Police think the same person or persons is responsible for the graffiti, which stirred again the divide over Confederate monuments in the South.
The Confederate Women's Monument, which is located in Union Square at the State Capitol, was defaced with the words "Black Lives Matter," while at The Lincoln upscale apartment building on Hargett Street, the message was about gentrification.
State Capitol Police said they were reviewing security camera footage and said they were searching for two people in connection with the Confederate monument vandalism, which occurred shortly before 3:30 a.m.
"It’s just a matter of time before the suspects are identified," State Capitol Police Maj. Anthony Moss said in a statement. "Vandalism of state property of any kind will not be tolerated."
“Vandalism and the destruction of property is not free speech,” Gov. Pat McCrory said in a statement. “One does not change the hearts and minds of others by damaging public monuments or private property.”

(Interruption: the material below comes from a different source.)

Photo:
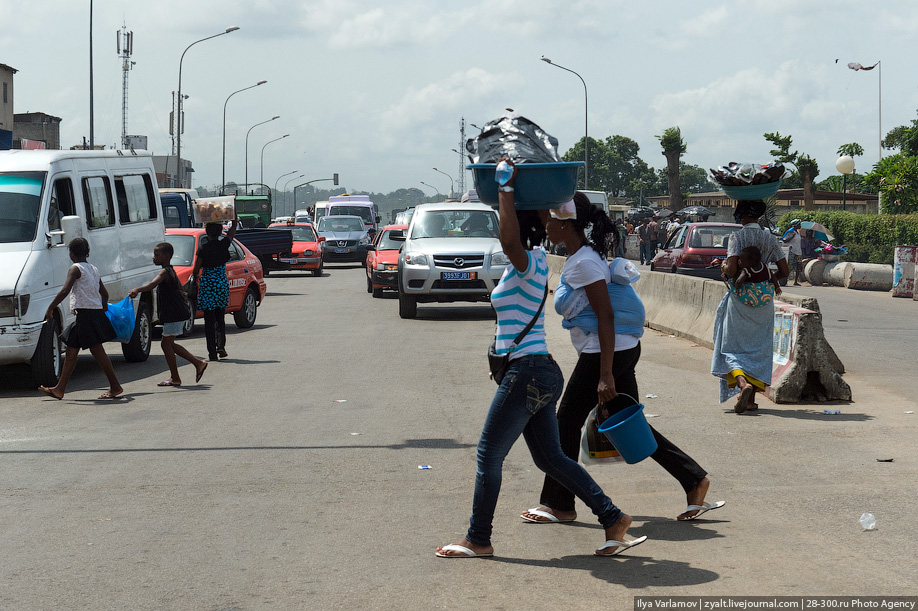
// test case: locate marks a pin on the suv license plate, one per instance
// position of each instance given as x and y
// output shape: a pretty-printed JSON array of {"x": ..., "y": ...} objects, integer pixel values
[{"x": 457, "y": 276}]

Local residents also were disturbed by the vandalism.
"That monument was put there for a reason – to honor somebody – and they need to respect that," said Cooper Nunnery.
Johnny Mitchell suggested that the vandals had misdirected their efforts.
"The Legislative Building is a couple blocks over. If you have a problem, that's the place you go," he said.
Tuesday's attacks are the latest on Confederate monuments in the wake of the shootings of nine blacks in a Charleston, S.C., church by a man pictured with white supremacist and Confederate memorabilia.
"I'm sorry to see how polarized we're becoming," Mary Warren, of Raleigh, said. "Black lives matter, but all lives matter."